Let Go Of Your Grudge

You are not to act in anger or nurse a grudge.  (Rule of St. Benedict 4.22-23)

Do not nurse a grudge against your spouse. There’s nothing so corrosive to a marriage as silent bitterness cultivated in secret. Whenever bitterness begins to fester, get it out in the open! Express honestly whatever the problem is. Work yourself up to an argument. Take the time. Expend the energy. Endure the discomfort. Resolving conflicts with your spouse will be good for your sex life. But no good can come from nursing bitter thoughts. Ridding yourself of anger does not mean avoiding conflict. On the contrary, the best way to avoid chronic anger is to address conflicts immediately as they arise, before bitterness sets in.

Do not nurse a grudge against your teenager. If you find yourself frustrated, at your wits’ end, punt the problem to the other parent, and ask for interference. A father relates differently with children than a mother does. If nothing else, your spouse can give them tips on how to relate to you.

What if it’s simply impossible, for all sorts of reasons, to have anything like an open conversation with the problem person? Not all relationships are intimate enough to support frankness. Not all conflicts can be resolved.

Is it a grudge, or is it an unending feeling of bewilderment?

A grudge makes you want to avoid the other person, but there can be other, valid reasons for avoiding someone. Bitterness tends towards estrangement, but so do bad memories. When in doubt, pray for the person.
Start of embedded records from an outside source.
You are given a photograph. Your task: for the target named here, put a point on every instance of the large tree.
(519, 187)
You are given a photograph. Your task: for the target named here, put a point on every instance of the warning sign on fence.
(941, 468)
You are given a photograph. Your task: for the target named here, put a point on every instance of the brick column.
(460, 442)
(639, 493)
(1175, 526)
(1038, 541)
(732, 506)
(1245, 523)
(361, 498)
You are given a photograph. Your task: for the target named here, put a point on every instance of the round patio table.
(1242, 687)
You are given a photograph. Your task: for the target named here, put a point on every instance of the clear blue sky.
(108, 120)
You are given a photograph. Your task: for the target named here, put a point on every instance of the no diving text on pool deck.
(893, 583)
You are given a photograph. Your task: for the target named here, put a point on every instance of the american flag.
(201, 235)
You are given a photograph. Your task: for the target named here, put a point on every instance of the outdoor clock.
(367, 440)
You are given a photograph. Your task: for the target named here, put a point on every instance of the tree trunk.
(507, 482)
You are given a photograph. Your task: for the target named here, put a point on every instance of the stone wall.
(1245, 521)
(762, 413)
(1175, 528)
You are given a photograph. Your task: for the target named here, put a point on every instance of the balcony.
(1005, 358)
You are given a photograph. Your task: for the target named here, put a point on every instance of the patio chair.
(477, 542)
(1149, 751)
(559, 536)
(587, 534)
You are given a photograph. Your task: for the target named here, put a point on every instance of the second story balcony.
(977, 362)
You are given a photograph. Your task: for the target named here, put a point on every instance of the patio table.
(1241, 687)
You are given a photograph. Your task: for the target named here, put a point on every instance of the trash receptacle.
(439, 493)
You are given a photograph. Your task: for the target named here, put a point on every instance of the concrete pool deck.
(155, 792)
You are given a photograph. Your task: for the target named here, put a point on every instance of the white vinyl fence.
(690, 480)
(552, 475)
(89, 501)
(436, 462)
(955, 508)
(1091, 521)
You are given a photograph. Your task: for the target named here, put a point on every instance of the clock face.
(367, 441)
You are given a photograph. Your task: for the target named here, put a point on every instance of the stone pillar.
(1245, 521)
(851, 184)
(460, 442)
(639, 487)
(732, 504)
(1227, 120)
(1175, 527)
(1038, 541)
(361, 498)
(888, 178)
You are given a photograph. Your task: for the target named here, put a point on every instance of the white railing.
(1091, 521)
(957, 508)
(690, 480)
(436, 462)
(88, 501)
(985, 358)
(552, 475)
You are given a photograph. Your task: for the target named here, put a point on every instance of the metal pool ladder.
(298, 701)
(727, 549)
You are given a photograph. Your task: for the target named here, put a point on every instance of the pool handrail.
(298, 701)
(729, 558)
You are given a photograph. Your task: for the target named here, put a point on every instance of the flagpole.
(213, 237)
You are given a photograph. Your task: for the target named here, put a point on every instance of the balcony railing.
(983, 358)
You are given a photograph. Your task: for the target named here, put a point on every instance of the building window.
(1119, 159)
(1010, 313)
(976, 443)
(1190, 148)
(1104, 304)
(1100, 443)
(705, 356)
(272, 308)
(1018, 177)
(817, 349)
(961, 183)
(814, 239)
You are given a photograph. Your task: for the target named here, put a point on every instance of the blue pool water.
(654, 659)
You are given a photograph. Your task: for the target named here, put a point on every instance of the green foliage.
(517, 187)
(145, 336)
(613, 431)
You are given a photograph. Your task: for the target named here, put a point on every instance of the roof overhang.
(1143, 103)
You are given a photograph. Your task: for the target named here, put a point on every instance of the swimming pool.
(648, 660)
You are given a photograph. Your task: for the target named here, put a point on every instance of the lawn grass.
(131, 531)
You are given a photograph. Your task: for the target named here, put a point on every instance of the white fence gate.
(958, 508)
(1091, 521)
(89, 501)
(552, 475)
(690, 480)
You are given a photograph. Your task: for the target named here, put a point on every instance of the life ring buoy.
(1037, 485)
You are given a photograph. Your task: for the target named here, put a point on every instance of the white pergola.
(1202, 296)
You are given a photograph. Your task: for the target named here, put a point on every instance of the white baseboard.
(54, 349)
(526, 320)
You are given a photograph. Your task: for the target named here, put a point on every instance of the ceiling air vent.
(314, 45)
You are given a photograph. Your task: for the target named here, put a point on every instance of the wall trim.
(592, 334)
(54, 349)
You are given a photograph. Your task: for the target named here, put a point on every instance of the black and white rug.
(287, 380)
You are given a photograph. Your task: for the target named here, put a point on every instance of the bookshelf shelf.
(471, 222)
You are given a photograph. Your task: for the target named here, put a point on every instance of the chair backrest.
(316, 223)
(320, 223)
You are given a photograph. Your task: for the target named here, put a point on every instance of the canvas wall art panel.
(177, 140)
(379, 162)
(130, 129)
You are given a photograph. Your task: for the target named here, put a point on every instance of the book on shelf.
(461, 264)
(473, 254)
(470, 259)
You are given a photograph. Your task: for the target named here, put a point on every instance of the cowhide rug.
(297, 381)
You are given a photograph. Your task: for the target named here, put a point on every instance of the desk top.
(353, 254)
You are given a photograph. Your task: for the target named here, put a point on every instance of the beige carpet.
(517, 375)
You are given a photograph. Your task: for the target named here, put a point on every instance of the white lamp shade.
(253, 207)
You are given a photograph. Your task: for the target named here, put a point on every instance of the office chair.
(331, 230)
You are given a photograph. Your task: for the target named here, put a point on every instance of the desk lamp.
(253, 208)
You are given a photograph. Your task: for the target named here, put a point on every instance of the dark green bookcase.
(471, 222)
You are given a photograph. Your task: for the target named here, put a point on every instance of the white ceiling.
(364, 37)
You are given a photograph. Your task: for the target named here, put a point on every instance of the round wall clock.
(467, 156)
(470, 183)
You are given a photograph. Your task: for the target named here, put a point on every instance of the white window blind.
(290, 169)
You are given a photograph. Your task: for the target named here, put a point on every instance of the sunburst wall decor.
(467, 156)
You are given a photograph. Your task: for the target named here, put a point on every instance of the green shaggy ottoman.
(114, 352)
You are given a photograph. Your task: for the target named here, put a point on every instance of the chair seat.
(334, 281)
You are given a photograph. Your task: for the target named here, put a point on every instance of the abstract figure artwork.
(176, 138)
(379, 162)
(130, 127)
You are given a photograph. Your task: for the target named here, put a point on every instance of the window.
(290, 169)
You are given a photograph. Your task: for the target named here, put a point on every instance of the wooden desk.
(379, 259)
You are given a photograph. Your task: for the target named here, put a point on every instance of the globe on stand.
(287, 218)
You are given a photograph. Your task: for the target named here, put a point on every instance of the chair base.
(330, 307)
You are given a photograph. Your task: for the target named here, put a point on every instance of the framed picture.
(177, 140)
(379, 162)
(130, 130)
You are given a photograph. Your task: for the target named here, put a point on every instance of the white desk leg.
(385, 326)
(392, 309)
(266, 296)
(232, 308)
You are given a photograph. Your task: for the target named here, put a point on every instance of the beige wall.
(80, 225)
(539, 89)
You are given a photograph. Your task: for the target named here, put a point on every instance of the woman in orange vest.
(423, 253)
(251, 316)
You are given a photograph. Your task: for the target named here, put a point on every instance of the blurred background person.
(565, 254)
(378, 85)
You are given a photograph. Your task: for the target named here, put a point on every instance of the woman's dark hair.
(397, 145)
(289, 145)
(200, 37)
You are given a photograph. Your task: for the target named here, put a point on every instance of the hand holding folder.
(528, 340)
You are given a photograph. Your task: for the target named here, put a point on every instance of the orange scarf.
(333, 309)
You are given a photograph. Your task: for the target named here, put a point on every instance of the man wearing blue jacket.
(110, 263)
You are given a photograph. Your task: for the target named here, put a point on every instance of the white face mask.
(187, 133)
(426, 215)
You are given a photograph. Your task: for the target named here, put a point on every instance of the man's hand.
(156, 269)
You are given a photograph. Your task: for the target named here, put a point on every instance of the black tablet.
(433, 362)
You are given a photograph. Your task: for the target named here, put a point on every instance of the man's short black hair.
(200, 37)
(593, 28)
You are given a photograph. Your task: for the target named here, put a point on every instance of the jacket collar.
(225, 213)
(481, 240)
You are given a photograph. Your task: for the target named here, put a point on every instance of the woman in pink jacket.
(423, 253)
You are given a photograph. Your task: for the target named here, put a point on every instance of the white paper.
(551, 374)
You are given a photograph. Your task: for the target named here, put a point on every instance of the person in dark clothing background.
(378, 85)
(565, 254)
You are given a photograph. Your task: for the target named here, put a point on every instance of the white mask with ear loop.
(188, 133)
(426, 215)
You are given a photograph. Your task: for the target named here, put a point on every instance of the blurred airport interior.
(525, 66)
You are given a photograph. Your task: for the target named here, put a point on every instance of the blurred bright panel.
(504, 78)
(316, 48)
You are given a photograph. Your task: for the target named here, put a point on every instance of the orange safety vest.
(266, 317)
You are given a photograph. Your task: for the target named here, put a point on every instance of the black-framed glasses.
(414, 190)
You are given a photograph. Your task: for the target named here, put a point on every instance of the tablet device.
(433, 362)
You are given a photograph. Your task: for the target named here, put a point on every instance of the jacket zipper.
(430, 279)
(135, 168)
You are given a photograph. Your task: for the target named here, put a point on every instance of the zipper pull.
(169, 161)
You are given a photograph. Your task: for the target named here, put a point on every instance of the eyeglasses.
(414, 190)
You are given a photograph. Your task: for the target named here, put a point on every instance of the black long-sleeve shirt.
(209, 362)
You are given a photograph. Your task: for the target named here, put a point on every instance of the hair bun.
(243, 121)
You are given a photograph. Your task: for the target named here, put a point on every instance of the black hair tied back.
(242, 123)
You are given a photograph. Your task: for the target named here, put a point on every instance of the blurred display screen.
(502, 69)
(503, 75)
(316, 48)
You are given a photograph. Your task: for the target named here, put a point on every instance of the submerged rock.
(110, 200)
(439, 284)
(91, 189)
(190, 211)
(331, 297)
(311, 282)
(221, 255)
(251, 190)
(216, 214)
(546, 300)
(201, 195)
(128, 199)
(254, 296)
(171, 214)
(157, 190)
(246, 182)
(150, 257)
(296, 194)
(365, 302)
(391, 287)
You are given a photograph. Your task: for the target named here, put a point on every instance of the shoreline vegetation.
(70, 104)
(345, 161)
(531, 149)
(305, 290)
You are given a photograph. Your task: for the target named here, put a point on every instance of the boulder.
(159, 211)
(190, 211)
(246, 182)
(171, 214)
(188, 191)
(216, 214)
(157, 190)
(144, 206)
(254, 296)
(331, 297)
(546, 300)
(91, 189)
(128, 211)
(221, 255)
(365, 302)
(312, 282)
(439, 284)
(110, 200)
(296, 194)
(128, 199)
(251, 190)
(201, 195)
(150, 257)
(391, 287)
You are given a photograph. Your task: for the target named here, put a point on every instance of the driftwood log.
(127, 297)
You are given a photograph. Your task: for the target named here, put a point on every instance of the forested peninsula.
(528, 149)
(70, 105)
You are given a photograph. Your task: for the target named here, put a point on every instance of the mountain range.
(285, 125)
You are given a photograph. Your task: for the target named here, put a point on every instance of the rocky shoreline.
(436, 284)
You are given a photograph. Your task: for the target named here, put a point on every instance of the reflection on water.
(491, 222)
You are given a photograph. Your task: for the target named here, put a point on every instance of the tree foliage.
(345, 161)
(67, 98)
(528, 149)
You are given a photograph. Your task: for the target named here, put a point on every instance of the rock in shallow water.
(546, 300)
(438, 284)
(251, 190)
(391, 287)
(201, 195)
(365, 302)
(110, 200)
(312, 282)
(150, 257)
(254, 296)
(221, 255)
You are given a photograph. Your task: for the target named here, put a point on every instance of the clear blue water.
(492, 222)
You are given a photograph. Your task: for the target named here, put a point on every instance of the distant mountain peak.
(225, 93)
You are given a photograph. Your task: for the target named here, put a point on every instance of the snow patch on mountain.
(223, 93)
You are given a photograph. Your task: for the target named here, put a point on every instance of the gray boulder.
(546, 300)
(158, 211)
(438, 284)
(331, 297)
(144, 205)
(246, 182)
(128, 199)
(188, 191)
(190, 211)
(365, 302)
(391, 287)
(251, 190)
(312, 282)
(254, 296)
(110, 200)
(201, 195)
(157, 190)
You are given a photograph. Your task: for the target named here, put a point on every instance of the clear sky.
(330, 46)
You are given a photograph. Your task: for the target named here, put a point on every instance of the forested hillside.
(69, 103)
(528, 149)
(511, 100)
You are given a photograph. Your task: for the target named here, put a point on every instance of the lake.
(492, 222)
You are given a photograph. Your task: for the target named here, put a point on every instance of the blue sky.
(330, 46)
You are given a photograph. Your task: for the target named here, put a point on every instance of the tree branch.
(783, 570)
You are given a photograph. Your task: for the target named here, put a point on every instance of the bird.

What does forgiveness feel like?

In ordinary relationships, forgiveness often looks like skipping over the rift. You let it go, without scrutiny. You extend an invitation to join in as before. When you act as though there is no rift, tacitly you offer the other person another chance. Of course, sometimes you need to get some distance first. But forgiveness is very often implicit and unspoken. Jesus requires us to forgive. He doesn’t tell us to think about it really hard for a long time until we understand the other person. Let it go. Minimize the effort. Move on.

Sometimes the mode in which we go through life, fulfilling responsibilities and working efficiently, also makes it difficult to let slide someone else’s failure or misbehavior. Sometimes we need to disinhibit the part of ourselves that is both willing to take a break and willing to give someone else a break. In practice, it’s simply easier to forgive when you’re relaxed and enjoying life than when you’re stressed and exhausted. Most ordinary offenses are like a splinter in the bottom of your foot. You don’t want to stop and deal with it. You hope it’ll work its way out by itself. But if it doesn’t work its way out, it can cause you pain indefinitely. It can make you hypersensitive in that area.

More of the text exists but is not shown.